Half the fun of writing an historical novel is doing the research. The Parrish Women is set mostly in the early 1900’s, perhaps my favorite historical period. As I was writing a chapter that takes place at a July Fourth celebration in Plainfield, New Hampshire, I found this photograph, which translated into the following:
A horn blast erupted from somewhere behind the grange hall. The exodus paused. A shout went up, and from the back of the hall, a horseman rode forth, holding a rag-mop high. He wore a bedraggled, filthy uniform of unknown vintage, but everyone knew he was the leader of the Parade of Antiques and Horribles, known simply as the Horribles. Quickly, the crowd reformed on either side of the street, with much laughter and cheering. A parody of the august Ancient and Honorable Artillery Companies of parades long ago, the Horribles had not made an appearance in years. Kimball let out a laugh, and ran, waving to Earle to follow.
With some quick costume changes, many who had just marched now reappeared in different guise. The first wagon had banners proclaiming “Antiques and Horribles” in suitably old-fashioned lettering. Upon the wagon stood, sat, and reclined a thoroughly dishonorable-looking troop of soldiers. These struck poses and placed hands in their coats. This was followed by the Horrible Band, members of the Plainfield marching band who had switched instruments, so that no one was playing an instrument that they knew how to play. The resulting cacophony was met with uproarious laughter.

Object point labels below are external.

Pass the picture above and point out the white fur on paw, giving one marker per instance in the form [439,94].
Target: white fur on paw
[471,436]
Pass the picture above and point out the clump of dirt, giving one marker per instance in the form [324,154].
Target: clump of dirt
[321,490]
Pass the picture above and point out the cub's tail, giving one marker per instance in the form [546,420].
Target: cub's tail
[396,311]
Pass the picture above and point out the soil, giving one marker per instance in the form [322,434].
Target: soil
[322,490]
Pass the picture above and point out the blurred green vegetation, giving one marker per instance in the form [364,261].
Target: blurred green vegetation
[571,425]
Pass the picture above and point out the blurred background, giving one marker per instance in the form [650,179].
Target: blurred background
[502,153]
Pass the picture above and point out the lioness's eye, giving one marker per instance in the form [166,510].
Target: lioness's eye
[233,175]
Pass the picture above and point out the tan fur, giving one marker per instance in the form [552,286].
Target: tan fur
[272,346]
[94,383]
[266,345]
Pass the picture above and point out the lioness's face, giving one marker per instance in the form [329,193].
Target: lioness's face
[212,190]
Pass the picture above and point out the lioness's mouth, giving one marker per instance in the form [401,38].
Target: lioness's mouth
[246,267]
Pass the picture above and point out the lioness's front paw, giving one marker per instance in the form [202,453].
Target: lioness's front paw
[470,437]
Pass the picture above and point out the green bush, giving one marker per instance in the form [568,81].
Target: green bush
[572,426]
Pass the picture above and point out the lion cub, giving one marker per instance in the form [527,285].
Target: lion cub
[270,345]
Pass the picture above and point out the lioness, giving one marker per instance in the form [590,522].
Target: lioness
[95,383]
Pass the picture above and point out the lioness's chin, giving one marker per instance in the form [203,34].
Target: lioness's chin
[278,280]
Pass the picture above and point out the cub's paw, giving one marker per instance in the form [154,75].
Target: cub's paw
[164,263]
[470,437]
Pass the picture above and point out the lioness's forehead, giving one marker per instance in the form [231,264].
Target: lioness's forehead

Next came a carriage driven by Mr. Dunn doing a creditable impression of President Roosevelt. He kept standing up to wave, flashing his teeth and shouting “Bully!” then falling back into his seat as the horse pulled along. Many in the crowd remembered seeing Roosevelt during his Cornish stopover in 1902. He had arrived, shot a boar in Corbin Park, made a speech, and left.
But then there was a pause. Children groaned in disappointment. At last, a horse appeared pulling a very strange vehicle. Soon it became clear that it was a four-seater carriage made over to look like one of the new motorcars. There was a barrel lying on its side in front for the engine, with washboards on either side. A window sash was placed to look like a windshield. On the glass appeared the words “Cornish or Bust!” Wooden siding was nailed on to complete the effect. Every few feet, a wheel would drop off, and the horse would stop. The men would jump out, loudly cursing the “unreliable motorcar,” scratching their heads, playing it up for the crowd, which was howling with laughter. Helpful (and some not-so-helpful) suggestions were heard from the sidelines. The “motorcar” and its occupants, who were dressed in three-piece suits and straw boaters, was meant to poke fun at the summer people. Several motorcars had been seen in town recently. Fred Parrish had just bought one, and Doc Churchill drove a 1903 Matheson touring car. Parrish was well-liked among the Plainfield natives. He loved to stop and talk, especially about his new motorcar and its many quirks. Since he was known to be very mechanically inclined, it made sense to the villagers that a wealthy man such as he would enjoy owning such an expensive—and time-consuming—extravagance. Most everyone, though, considered the motorcar to be nothing more than a rich man’s toy.